Procedure: Hydrophilic interaction liquid chromatography ultra-performance liquid chromatography (HILIC-UPLC)
- Fluorescently labeled N-glycans are separated by HILIC on a UPLC instrument consisting of a quaternary solvent manager, sample manager, and a FLR fluorescence detector set with excitation and emission wavelengths of 250 and 428, respectively (the instrument is under the control of Empower 3 software).
- Labeled N-glycans are separated on a Waters BEH Glycan chromatography column (100 X 2.1mm i.d., 17 µm BEH particles, with 100 mM ammonium formate, pH 4.4 as solvent A and acetonitrile as solvent B.
- The separation method uses a linear gradient of 75-62% acetonitrile (v/v) at flow rate of 0.4 mL/min over 27 min.
- The gradient is maintained at 62% acetonitrile for an additional 5 min.
- The column is then washed for 2 min with 100% of solvent A.
- Initial conditions are restored in 1 min and held for an additional 5 min to ensure column re-equilibration.
- Samples are maintained at 10°C before injection, and the separation temperature is 60°C.
- The system is calibrated using an external standard of hydrolyzed and 2-aminobenzamide-labeled glucose oligomers from which the retention times for the individual glycans are converted to glucose units.
- Data processing is performed using an automatic processing method with a traditional integration algorithm, after which each chromatogram is manually corrected to maintain the same intervals of integration for all the samples.
- The chromatograms are all separated in the same manner into 26 peaks and the amount of glycans in each peak is expressed as a percentage of total integrated area.
- Dried HILIC-UPLC fractions are reconstituted in 5-20 µL (depending on the intensity of fluorescence) of ultrapure water.
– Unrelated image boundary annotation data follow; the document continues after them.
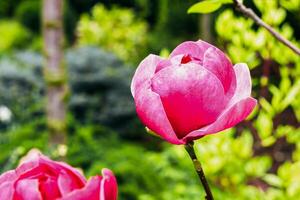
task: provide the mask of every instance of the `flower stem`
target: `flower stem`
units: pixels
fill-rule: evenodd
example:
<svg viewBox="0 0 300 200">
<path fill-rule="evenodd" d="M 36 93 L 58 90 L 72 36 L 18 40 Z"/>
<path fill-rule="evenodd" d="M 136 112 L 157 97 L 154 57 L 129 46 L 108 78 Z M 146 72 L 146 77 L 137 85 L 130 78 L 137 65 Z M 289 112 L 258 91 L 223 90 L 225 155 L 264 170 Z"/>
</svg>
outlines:
<svg viewBox="0 0 300 200">
<path fill-rule="evenodd" d="M 200 179 L 200 181 L 203 185 L 203 188 L 204 188 L 205 193 L 206 193 L 205 199 L 206 200 L 213 200 L 214 198 L 213 198 L 212 193 L 210 191 L 208 182 L 205 178 L 205 174 L 204 174 L 204 171 L 202 169 L 201 163 L 197 159 L 197 156 L 196 156 L 196 153 L 195 153 L 195 150 L 194 150 L 194 142 L 189 142 L 184 147 L 185 147 L 185 150 L 188 152 L 190 158 L 192 159 L 195 170 L 196 170 L 196 172 L 199 176 L 199 179 Z"/>
</svg>

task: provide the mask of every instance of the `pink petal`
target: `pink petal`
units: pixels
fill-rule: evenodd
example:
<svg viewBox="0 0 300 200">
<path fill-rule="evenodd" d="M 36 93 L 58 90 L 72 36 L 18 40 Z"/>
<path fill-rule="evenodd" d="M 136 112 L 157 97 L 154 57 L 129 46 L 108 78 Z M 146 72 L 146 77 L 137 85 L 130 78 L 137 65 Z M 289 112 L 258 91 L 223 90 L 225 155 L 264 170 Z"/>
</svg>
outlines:
<svg viewBox="0 0 300 200">
<path fill-rule="evenodd" d="M 14 199 L 42 200 L 37 179 L 24 179 L 16 183 Z"/>
<path fill-rule="evenodd" d="M 117 200 L 118 185 L 117 180 L 109 169 L 102 170 L 100 200 Z"/>
<path fill-rule="evenodd" d="M 223 84 L 225 93 L 234 94 L 236 87 L 235 73 L 230 60 L 225 54 L 215 47 L 210 47 L 204 53 L 203 66 L 215 74 Z"/>
<path fill-rule="evenodd" d="M 136 91 L 144 84 L 149 83 L 155 73 L 158 63 L 162 61 L 164 60 L 159 56 L 150 54 L 140 63 L 131 82 L 131 93 L 134 98 Z"/>
<path fill-rule="evenodd" d="M 0 199 L 12 200 L 14 195 L 14 183 L 5 182 L 0 185 Z"/>
<path fill-rule="evenodd" d="M 234 104 L 251 95 L 251 76 L 247 64 L 238 63 L 234 65 L 234 72 L 237 86 L 230 104 Z"/>
<path fill-rule="evenodd" d="M 18 176 L 17 176 L 15 170 L 7 171 L 7 172 L 1 174 L 0 185 L 2 185 L 3 183 L 6 183 L 6 182 L 13 182 L 13 181 L 17 180 L 17 178 L 18 178 Z"/>
<path fill-rule="evenodd" d="M 191 132 L 185 138 L 183 138 L 183 140 L 185 142 L 189 142 L 205 135 L 217 133 L 235 126 L 243 121 L 252 112 L 256 102 L 256 99 L 253 99 L 252 97 L 240 100 L 236 104 L 226 109 L 214 123 Z"/>
<path fill-rule="evenodd" d="M 57 186 L 56 177 L 44 175 L 39 178 L 39 190 L 43 200 L 52 200 L 61 197 L 61 193 Z"/>
<path fill-rule="evenodd" d="M 152 79 L 152 90 L 179 138 L 214 122 L 228 103 L 220 80 L 194 63 L 162 69 Z"/>
<path fill-rule="evenodd" d="M 227 108 L 212 124 L 191 132 L 184 141 L 198 139 L 204 135 L 217 133 L 231 128 L 243 121 L 254 109 L 257 101 L 251 95 L 251 76 L 246 64 L 239 63 L 234 66 L 236 75 L 236 90 L 229 101 Z"/>
<path fill-rule="evenodd" d="M 71 167 L 70 165 L 64 162 L 52 161 L 47 157 L 43 156 L 40 157 L 40 164 L 51 168 L 51 170 L 54 171 L 56 176 L 59 176 L 61 172 L 67 173 L 67 175 L 72 181 L 72 187 L 74 187 L 74 189 L 81 188 L 86 183 L 85 177 L 77 169 Z"/>
<path fill-rule="evenodd" d="M 143 124 L 165 140 L 173 144 L 183 144 L 173 131 L 159 95 L 150 89 L 150 83 L 148 89 L 139 90 L 135 94 L 134 101 L 136 112 Z"/>
<path fill-rule="evenodd" d="M 204 52 L 210 47 L 213 46 L 202 40 L 198 40 L 197 42 L 187 41 L 178 45 L 172 51 L 170 57 L 172 58 L 176 55 L 184 54 L 184 55 L 190 55 L 194 58 L 199 59 L 200 61 L 203 61 Z"/>
<path fill-rule="evenodd" d="M 60 200 L 100 200 L 101 180 L 100 176 L 92 177 L 83 188 L 74 190 Z"/>
</svg>

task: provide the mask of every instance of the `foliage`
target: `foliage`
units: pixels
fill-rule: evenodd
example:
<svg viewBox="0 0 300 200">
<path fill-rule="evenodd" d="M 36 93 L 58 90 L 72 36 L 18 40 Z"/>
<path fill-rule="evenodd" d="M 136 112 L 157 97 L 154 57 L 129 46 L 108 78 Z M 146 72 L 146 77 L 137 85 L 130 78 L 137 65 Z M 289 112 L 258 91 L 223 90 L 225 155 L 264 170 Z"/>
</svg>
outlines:
<svg viewBox="0 0 300 200">
<path fill-rule="evenodd" d="M 22 48 L 31 39 L 30 31 L 12 20 L 0 20 L 0 35 L 0 54 L 14 48 Z"/>
<path fill-rule="evenodd" d="M 286 1 L 256 0 L 254 3 L 264 21 L 297 43 L 292 27 L 285 22 L 289 11 L 283 8 Z M 289 6 L 290 10 L 299 10 L 292 4 Z M 264 186 L 263 196 L 257 199 L 297 199 L 300 190 L 295 182 L 300 179 L 292 169 L 299 162 L 296 155 L 299 155 L 300 133 L 297 126 L 300 121 L 300 59 L 265 29 L 256 27 L 251 19 L 235 16 L 232 10 L 220 14 L 216 30 L 233 62 L 246 62 L 252 69 L 254 95 L 259 98 L 260 107 L 252 116 L 253 126 L 249 127 L 256 141 L 253 152 L 254 155 L 271 156 L 273 163 L 256 180 L 256 187 Z M 240 134 L 243 137 L 244 133 Z M 256 156 L 252 160 L 255 159 Z M 249 182 L 245 180 L 243 184 Z"/>
<path fill-rule="evenodd" d="M 232 3 L 232 0 L 203 0 L 188 9 L 188 13 L 211 13 L 218 10 L 222 4 Z"/>
<path fill-rule="evenodd" d="M 33 32 L 40 29 L 40 0 L 25 0 L 15 10 L 15 18 Z"/>
<path fill-rule="evenodd" d="M 78 44 L 97 45 L 114 52 L 125 61 L 138 59 L 146 47 L 147 24 L 136 19 L 129 9 L 111 10 L 98 4 L 91 15 L 82 15 L 79 21 Z"/>
<path fill-rule="evenodd" d="M 0 59 L 0 106 L 12 112 L 12 124 L 44 115 L 45 83 L 42 57 L 34 52 Z M 71 49 L 66 54 L 70 84 L 69 109 L 84 124 L 113 127 L 127 138 L 143 130 L 135 118 L 129 90 L 131 67 L 95 47 Z M 1 125 L 1 122 L 0 122 Z"/>
<path fill-rule="evenodd" d="M 41 63 L 42 57 L 32 52 L 0 60 L 0 105 L 12 112 L 11 124 L 32 120 L 43 113 Z"/>
</svg>

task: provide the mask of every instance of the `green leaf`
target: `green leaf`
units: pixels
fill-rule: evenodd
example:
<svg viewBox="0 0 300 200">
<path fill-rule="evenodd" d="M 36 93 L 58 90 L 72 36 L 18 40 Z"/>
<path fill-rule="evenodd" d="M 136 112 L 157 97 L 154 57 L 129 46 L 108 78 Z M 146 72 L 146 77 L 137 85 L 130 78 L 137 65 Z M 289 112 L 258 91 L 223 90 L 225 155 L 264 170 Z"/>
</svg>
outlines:
<svg viewBox="0 0 300 200">
<path fill-rule="evenodd" d="M 272 186 L 275 187 L 282 186 L 282 180 L 280 179 L 280 177 L 274 174 L 266 174 L 265 176 L 262 177 L 262 179 Z"/>
<path fill-rule="evenodd" d="M 188 9 L 188 13 L 211 13 L 218 10 L 222 6 L 222 1 L 218 0 L 207 0 L 201 1 L 192 5 Z"/>
</svg>

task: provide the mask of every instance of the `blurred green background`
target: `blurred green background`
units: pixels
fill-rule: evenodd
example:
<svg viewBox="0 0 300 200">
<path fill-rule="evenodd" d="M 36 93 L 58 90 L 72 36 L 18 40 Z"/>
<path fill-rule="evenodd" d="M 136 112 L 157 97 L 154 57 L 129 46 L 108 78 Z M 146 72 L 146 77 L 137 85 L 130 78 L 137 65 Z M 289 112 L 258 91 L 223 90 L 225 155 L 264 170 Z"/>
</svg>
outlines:
<svg viewBox="0 0 300 200">
<path fill-rule="evenodd" d="M 48 149 L 40 0 L 0 1 L 0 173 L 31 148 L 82 168 L 107 167 L 119 199 L 196 200 L 204 192 L 183 146 L 147 134 L 130 81 L 147 54 L 199 38 L 246 62 L 259 105 L 248 120 L 196 142 L 216 199 L 299 199 L 300 57 L 226 5 L 188 15 L 197 0 L 66 0 L 68 140 Z M 300 0 L 245 0 L 300 45 Z"/>
</svg>

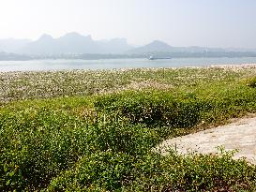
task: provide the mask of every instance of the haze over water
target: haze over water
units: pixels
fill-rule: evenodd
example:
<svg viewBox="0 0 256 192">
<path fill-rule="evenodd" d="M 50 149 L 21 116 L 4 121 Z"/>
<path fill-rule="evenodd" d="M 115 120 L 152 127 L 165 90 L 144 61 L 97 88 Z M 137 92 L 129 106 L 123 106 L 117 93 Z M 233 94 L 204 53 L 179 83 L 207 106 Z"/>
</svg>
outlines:
<svg viewBox="0 0 256 192">
<path fill-rule="evenodd" d="M 147 59 L 0 61 L 0 72 L 209 66 L 212 65 L 241 64 L 256 64 L 256 57 L 173 58 L 168 60 L 154 61 Z"/>
</svg>

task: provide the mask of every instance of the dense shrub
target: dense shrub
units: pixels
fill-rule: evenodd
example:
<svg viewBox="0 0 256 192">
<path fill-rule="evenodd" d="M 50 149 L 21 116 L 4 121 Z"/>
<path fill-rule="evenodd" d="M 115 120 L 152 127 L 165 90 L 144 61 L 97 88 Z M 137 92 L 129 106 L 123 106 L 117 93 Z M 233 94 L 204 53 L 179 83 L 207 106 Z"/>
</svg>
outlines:
<svg viewBox="0 0 256 192">
<path fill-rule="evenodd" d="M 174 97 L 170 92 L 125 92 L 99 96 L 95 106 L 132 124 L 191 127 L 200 121 L 200 101 L 191 94 Z"/>
</svg>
- LC-MS analysis of the collected glycan fractions is performed using a nanoACQUITY UPLC system coupled to Compact mass spectrometer (the LC system consists of a reverse-phase trap column (5 mm X 300 µm i.d.) and an analytical column (150 mm X 75 µm i.d., 2.7 µm HALO fused core particles)).
- The method is based on one described previously by Pucic et al (2011) with the following modifications. The column is equilibrated at 30°C with solvent A (0.1% formic acid in water) at a flow rate of 1 µL/min.
- Samples are injected on the trap column and washed for 1 min with solvent A at a flow rate of 40 µL/min.
- After injection of the samples, a 5-min gradient at the 1 µL/min flow rate is applied to 40% eluent B (95% acetonitrile) followed by an isocratic elution with 40% eluent B for 5 min.
- The LC system is coupled via an online CE ESI-MS sprayer source to a Compact mass spectrometer operated in positive and negative ion mode.
- The NanoACQUITY UPLC system and the Bruker micrOTOF-Q are operated under HyStar software.
- Mass spectra are recorded from m/z 200 to 2,200 with two averages at a frequency of 0.5 Hz.
- Quadrupole ion energy and collision energy of the MS are set at 4 eV for MS analysis and at 14 to 23 eV for the MS/MS analysis.
- Glycan structures are assigned using software tools Glycomode and GlycoWorkbench according to obtained MS and MS/MS spectra.
- Relative abundance of each of 26 glycan peaks
Pucic, M. et al. High throughput isolation and glycosylation analysis of IgG-variabillity and heritability of the IgG glycome in three isolated human populations. Mol. Cell. Proteomics 10: M111.010090 (2011).